Le volet éducatif du projet s’est traduit par la création de panneaux pédagogiques qui seront expérimentés dès cette saison. L'objectif est de mieux informer le public sur les cyanobactéries, de lutter contre les fausses informations circulant sur les réseaux sociaux et de renforcer l’attractivité du site en garantissant la sécurité sanitaire des activités de baignade et nautiques. 

Un projet utile qui pourra être décliné sur d’autres territoires de la région

Ce projet mené au lac de Devesset apporte des enseignements précieux pour la stratégie régionale de contrôle sanitaire des sites de baignade de l’ARS Auvergne-Rhône-Alpes. Grâce aux données recueillies et aux analyses réalisées, l’ARS Auvergne-Rhône-Alpes dispose désormais d’éléments concrets et nouveaux pour affiner ses stratégies de prévention et de contrôle des cyanobactéries dans les plans d’eau de la région notamment pour mieux répondre aux problématiques des proliférations différenciées selon les zones de baignade d’un même site qui complexifient le travail de contrôle de l’Agence. 

Cette étude permettra d’enrichir les profils de baignade, d’améliorer les protocoles de surveillance et de proposer aux gestionnaires locaux des recommandations basées sur l’observation des conditions environnementales et l’analyse des nutriments afin d’améliorer leurs capacités d’anticipation des blooms mais aussi de mieux agir sur les moyens de réduction des apports en nutriments (azote, etc) à la source.

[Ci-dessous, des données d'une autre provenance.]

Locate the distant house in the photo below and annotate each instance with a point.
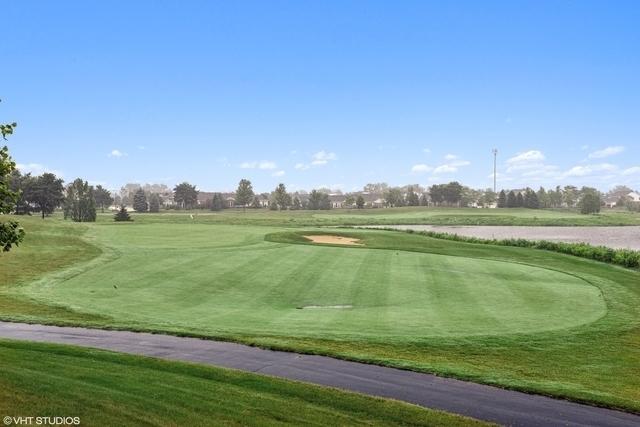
(337, 200)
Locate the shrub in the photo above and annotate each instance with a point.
(624, 257)
(122, 215)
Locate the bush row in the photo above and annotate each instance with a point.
(624, 257)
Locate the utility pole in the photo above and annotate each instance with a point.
(495, 155)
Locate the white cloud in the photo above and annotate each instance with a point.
(36, 169)
(264, 165)
(606, 152)
(587, 170)
(526, 157)
(635, 170)
(116, 153)
(452, 166)
(421, 168)
(460, 163)
(322, 158)
(445, 169)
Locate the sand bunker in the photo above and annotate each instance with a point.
(334, 240)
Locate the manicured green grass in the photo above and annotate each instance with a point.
(393, 216)
(516, 317)
(110, 389)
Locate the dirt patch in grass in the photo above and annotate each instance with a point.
(334, 240)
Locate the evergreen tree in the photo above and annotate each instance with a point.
(185, 195)
(154, 203)
(502, 199)
(122, 215)
(103, 197)
(80, 204)
(140, 201)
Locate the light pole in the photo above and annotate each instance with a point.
(495, 156)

"Les résultats vont influencer les stratégies régionales pour réduire le développement des cyanobactéries, en favorisant la prévention et l’anticipation des blooms. Ces éléments nous aideront également à améliorer la surveillance sanitaire et à mieux protéger les usagers des plans d’eau." explique Alexis Barathon référent qualité des eaux de baignade de l’ARS Auvergne-Rhône-Alpes.

La démarche portée par les collectivités gestionnaires du lac de Devesset se distingue aussi par son approche collaborative. Au travers du projet, les équipes ont également cherché à renforcer la collaboration des différents acteurs du plan d’eau (élus, responsables de la base nautique, agriculteurs, pêcheurs…) afin de mettre en place une gestion durable et cohérente du lac.

Cette dynamique de co-construction, souhaitée par l’ARS Auvergne-Rhône-Alpes, est essentielle pour assurer la durabilité des actions et encourager leur appropriation par les acteurs gravitant autour des sites de baignade de la région. 

En favorisant l’échange d’expériences et la diffusion de bonnes pratiques, ce projet va contribuer à une approche régionale cohérente et partagée pour garantir la sécurité sanitaire des activités de baignade et préserver la qualité des milieux aquatiques.